Chapter 2
Claire guardou o celular no bolso do avental com uma calma forçada que não enganava ninguém.
— Isso não era o que parecia — ela disse.
— Você disse meu nome. Falou sobre um livro-caixa. Sobre um acordo do porto que só sete pessoas no mundo conhecem.
— Coincidência.
— Não minta pra mim.
Ela ficou em silêncio, os olhos correndo até a porta, calculando distâncias, calculando se conseguiria fugir antes de eu me mover.
— Nem pensa nisso — falei, me colocando entre ela e a saída.
— Você vai me machucar?
A pergunta me pegou de jeito, mais do que eu esperava. Porque, por vinte anos, a resposta óbvia teria sido sim, sem hesitação. Mas alguma coisa no jeito como ela perguntou, sem histeria, só cansada, calculando o próprio risco com uma frieza que eu reconhecia de mim mesmo, me fez hesitar.
— Não, se você me disser a verdade agora.
Claire respirou fundo, os ombros caindo um pouco, como se estivesse desistindo de manter a fachada por mais tempo.
— Eu trabalho para uma promotora federal. Há oito meses, venho reunindo provas contra suas operações. Rotas de contrabando, lavagem de dinheiro através dos sindicatos, os subornos aos juízes.
Senti o chão balançar sob meus pés, mas mantive o rosto impassível, do jeito que sempre mantinha em qualquer negociação.
— Uma camareira. Trabalhando disfarçada. Isso é ambicioso demais até para promotores federais.

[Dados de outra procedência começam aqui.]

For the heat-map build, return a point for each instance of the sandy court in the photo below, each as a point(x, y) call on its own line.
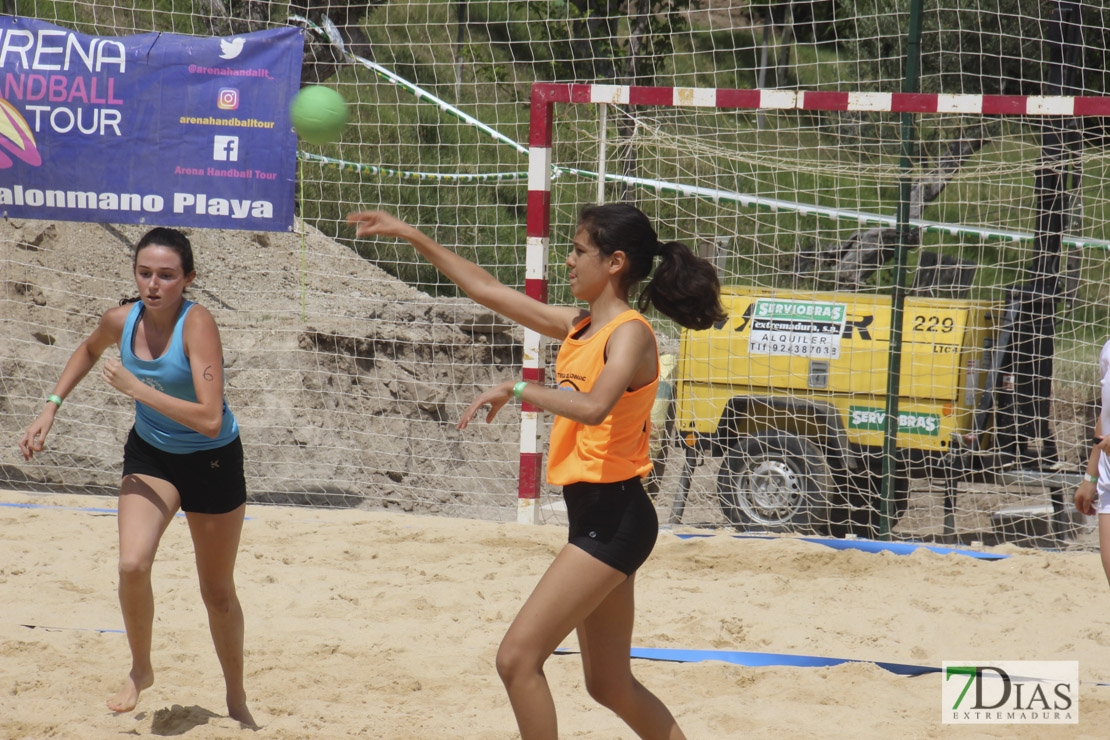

— Eu não sou só camareira, Sr. Reed. Sou contadora forense. Passei os últimos oito meses trabalhando nessa pousada porque descobri que um dos seus associados usa esse lugar como ponto de encontro mensal para movimentar documentos.
— E o livro-caixa que você mencionou?
— O que você acha que queimou num incêndio “acidental” no seu escritório de Charleston há três meses? Eu tirei cópias de tudo antes que o fogo começasse.
Aquilo me atingiu como um soco no estômago. Aquele incêndio tinha me custado meses de reorganização, e eu nunca suspeitei de sabotagem.
— Você provocou aquele incêndio?
— Não. Mas sabia que ia acontecer, e aproveitei a oportunidade para copiar tudo antes.
— Como você sabia que ia acontecer?
Ela hesitou, e pela primeira vez desde que a conversa tinha começado, algo além de cálculo frio passou pelos olhos dela.
— Isso é uma história para outra hora.
— Não. Agora.
— Sr. Reed, nós estamos presos nessa montanha até o amanhecer, no mínimo. Acha mesmo que é hora de eu te entregar cada detalhe do caso que estou construindo contra você?
— Acho que, se você não confiar em mim nem um pouco agora, eu vou ter que assumir que você representa uma ameaça direta, e agir de acordo.
O medo voltou aos olhos dela, mas dessa vez veio acompanhado de algo mais duro, mais determinado.
— Então age. Mas antes disso, você devia saber uma coisa: se algo acontecer comigo essa noite, tudo que reuni contra você já está protegido, em mãos que vão garantir que chegue ao FBI de qualquer forma. Me machucar não resolve nada pra você. Só piora sua situação.
Fiquei olhando para aquela mulher, pequena em estatura, mas com uma espinha dorsal de aço que eu raramente via nem entre os homens mais experientes da minha própria organização.
— Por que você está fazendo isso, Claire? Investigação federal geralmente não manda uma agente sozinha se infiltrar como camareira. Isso é pessoal.
O silêncio dela, dessa vez, durou tempo suficiente para confirmar minha suspeita antes mesmo dela responder.
— É pessoal, sim.
— Conta.
— Meu irmão mais novo, Tommy, trabalhava para um dos seus subcontratados de transporte. Há dois anos, ele descobriu que as cargas que carregava não eram só mercadoria legal. Tentou denunciar.
O silêncio que se seguiu pesou entre nós como uma sentença.
— O que aconteceu com ele?
— Você realmente precisa perguntar isso, Sr. Reed?